Regio – In de MvT bij het ontwerp van de Omgevingswet (2014) werd naar voren gebracht dat de Omgevingswet in de plaats zal komen van maar liefst 26 wetten (33 962, nr. 3). Dat wordt de laatste tijd door minister De Jonge regelmatig in debatten, brieven en keynotes aangehaald om aan te geven hoe belangrijk het is dat de Omgevingswet spoedig van stapel zal lopen. Nodig om de grote fysieke opgaven in de leefomgeving aan te kunnen pakken.
Zoals onlangs nog in de brief van 14 oktober 2022 (33 118, EK) waarin staat dat met de samenvoeging van (grote delen van) 26 sectorale wetten, 60 algemene maatregelen van bestuur en meer dan 60 regelingen een samenhangend wettelijk stelsel voor het beschermen en benutten van die leefomgeving is ontstaan. Was het maar zo eenvoudig.
In de bijlage staat welke wetten (het zijn er inmiddels 20) worden ingetrokken.
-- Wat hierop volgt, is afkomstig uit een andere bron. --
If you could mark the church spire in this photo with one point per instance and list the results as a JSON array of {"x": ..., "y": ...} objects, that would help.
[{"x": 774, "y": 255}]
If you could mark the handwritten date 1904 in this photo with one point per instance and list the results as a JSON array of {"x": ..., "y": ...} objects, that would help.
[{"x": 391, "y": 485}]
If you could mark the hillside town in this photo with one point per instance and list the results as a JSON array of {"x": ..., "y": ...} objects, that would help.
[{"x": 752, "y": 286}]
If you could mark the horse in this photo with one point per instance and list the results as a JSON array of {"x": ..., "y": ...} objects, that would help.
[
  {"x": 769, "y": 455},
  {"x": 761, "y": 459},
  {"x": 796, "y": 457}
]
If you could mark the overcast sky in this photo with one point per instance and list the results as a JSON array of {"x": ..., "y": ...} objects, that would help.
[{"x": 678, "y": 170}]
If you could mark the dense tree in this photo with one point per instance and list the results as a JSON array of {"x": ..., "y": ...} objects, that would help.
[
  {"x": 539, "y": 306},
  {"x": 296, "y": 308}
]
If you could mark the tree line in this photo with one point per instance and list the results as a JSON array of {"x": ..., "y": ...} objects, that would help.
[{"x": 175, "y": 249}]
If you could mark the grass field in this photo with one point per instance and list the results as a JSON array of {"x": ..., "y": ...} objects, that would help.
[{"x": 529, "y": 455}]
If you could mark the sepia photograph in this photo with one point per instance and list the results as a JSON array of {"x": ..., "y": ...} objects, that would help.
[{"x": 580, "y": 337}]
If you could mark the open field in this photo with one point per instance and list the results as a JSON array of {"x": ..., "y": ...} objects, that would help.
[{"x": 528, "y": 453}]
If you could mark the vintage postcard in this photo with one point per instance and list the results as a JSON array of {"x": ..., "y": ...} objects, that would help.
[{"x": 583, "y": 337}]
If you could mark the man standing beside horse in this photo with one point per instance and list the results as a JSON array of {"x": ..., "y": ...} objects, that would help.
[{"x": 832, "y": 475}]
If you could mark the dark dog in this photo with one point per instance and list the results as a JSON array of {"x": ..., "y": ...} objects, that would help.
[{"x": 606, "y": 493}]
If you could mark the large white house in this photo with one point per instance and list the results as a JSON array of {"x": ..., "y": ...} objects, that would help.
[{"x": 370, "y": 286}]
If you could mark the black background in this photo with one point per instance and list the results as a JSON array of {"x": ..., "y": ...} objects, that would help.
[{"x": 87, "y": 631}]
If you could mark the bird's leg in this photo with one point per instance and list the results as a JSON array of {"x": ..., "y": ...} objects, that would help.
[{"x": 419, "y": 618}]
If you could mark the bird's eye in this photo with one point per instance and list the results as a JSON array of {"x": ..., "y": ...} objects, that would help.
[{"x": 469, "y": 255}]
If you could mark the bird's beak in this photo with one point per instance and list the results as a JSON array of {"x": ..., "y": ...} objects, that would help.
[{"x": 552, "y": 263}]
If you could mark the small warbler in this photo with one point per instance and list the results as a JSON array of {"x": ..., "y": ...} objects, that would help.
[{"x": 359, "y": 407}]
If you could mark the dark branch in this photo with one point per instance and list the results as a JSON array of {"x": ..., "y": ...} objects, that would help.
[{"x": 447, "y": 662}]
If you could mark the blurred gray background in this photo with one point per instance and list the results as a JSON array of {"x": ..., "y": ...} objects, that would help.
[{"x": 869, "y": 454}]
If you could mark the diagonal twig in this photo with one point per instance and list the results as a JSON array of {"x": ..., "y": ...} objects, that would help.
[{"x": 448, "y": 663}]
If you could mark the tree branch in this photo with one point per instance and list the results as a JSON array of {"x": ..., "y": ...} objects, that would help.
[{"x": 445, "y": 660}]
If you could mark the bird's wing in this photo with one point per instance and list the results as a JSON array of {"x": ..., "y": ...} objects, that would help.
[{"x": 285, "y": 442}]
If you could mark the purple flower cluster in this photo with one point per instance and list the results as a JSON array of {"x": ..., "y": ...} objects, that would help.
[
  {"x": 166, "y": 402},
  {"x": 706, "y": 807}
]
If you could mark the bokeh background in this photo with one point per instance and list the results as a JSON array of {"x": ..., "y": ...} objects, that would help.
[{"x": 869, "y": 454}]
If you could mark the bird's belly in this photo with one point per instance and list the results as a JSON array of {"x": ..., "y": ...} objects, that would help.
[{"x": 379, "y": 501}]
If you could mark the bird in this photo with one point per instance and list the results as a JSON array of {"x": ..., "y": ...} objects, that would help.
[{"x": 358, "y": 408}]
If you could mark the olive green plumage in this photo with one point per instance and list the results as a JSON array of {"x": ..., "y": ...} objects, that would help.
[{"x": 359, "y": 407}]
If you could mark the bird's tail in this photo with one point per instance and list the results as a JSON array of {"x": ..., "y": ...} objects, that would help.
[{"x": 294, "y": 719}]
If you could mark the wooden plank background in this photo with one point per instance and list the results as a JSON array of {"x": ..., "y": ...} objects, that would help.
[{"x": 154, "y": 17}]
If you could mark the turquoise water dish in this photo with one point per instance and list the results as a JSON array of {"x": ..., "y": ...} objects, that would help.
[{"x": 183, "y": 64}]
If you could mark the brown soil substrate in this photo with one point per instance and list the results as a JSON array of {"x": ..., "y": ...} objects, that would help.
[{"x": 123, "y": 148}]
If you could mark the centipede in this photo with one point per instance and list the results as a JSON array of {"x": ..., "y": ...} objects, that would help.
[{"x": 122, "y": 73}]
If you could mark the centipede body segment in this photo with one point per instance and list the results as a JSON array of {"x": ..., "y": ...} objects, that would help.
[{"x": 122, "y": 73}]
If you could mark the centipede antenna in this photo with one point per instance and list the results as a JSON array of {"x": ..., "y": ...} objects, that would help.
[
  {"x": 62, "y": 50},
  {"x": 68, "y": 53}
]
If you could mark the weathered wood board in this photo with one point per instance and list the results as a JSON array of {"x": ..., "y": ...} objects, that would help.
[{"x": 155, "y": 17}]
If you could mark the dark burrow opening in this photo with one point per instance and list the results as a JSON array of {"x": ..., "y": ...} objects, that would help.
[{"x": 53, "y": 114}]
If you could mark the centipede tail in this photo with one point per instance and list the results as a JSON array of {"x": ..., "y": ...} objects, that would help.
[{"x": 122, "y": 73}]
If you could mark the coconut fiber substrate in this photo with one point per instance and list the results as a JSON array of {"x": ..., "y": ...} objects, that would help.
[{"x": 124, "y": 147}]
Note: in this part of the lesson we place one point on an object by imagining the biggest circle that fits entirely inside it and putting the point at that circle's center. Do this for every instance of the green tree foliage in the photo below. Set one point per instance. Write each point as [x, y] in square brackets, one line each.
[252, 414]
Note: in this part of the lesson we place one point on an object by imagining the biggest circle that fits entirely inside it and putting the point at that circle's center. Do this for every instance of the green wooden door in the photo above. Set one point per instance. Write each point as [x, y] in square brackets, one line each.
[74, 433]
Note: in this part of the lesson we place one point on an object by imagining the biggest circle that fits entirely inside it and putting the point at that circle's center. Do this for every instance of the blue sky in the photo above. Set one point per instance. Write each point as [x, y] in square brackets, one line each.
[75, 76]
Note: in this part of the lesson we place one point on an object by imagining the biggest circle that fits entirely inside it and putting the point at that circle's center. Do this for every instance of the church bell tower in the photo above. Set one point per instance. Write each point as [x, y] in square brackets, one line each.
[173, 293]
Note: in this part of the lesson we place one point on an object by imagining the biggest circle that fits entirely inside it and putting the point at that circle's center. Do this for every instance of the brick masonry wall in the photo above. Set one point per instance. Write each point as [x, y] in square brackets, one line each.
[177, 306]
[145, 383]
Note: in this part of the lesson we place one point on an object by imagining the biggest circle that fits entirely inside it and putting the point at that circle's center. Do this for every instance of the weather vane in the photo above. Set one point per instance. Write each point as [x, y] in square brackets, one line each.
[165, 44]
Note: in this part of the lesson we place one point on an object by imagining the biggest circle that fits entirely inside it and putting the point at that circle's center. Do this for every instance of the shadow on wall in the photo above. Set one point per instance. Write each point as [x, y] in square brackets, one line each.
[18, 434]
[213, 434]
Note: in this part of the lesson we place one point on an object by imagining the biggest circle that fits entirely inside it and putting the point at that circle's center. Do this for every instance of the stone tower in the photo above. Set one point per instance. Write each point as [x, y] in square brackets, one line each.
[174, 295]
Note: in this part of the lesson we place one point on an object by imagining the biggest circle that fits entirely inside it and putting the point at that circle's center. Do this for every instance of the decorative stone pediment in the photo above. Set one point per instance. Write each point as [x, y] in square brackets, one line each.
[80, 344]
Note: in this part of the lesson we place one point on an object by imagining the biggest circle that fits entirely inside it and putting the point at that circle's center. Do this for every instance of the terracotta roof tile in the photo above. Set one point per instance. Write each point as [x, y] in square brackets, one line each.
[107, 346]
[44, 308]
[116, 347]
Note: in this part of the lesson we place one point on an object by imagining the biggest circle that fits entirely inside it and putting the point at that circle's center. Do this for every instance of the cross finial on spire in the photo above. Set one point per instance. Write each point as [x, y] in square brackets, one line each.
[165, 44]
U zult al snel zien dat er nauwelijks enige samenhang bestaat tussen de wetten. Wat is bijvoorbeeld die tussen de Wet hygiëne en veiligheid badinrichtingen en zwemgelegenheden, de Wet ammoniak en veehouderij, de Spoedwet wegverbreding en de Belemmeringwet Landsverdediging?
Het is niet zo verstandig om al die netjes sectoraal geordende bepalingen uit elkaar te trekken, uit te zaaien over de verschillende hoofdstukken van de Omgevingswet of over te poten in de algemene maatregelen van bestuur. Het slagveld is niet eenvoudig te overzien.
Die actie is het gevolg van de al in 2012 (zie bijlage) door de ambtelijke top van het Ministerie van IenM genomen beslissing om niet te kiezen voor een stapsgewijze wijziging van enkele RO- en milieuwetten, maar om direct te gaan voor een compleet nieuwe wet. Toen bestond er nog geen idee van de huidige omvang.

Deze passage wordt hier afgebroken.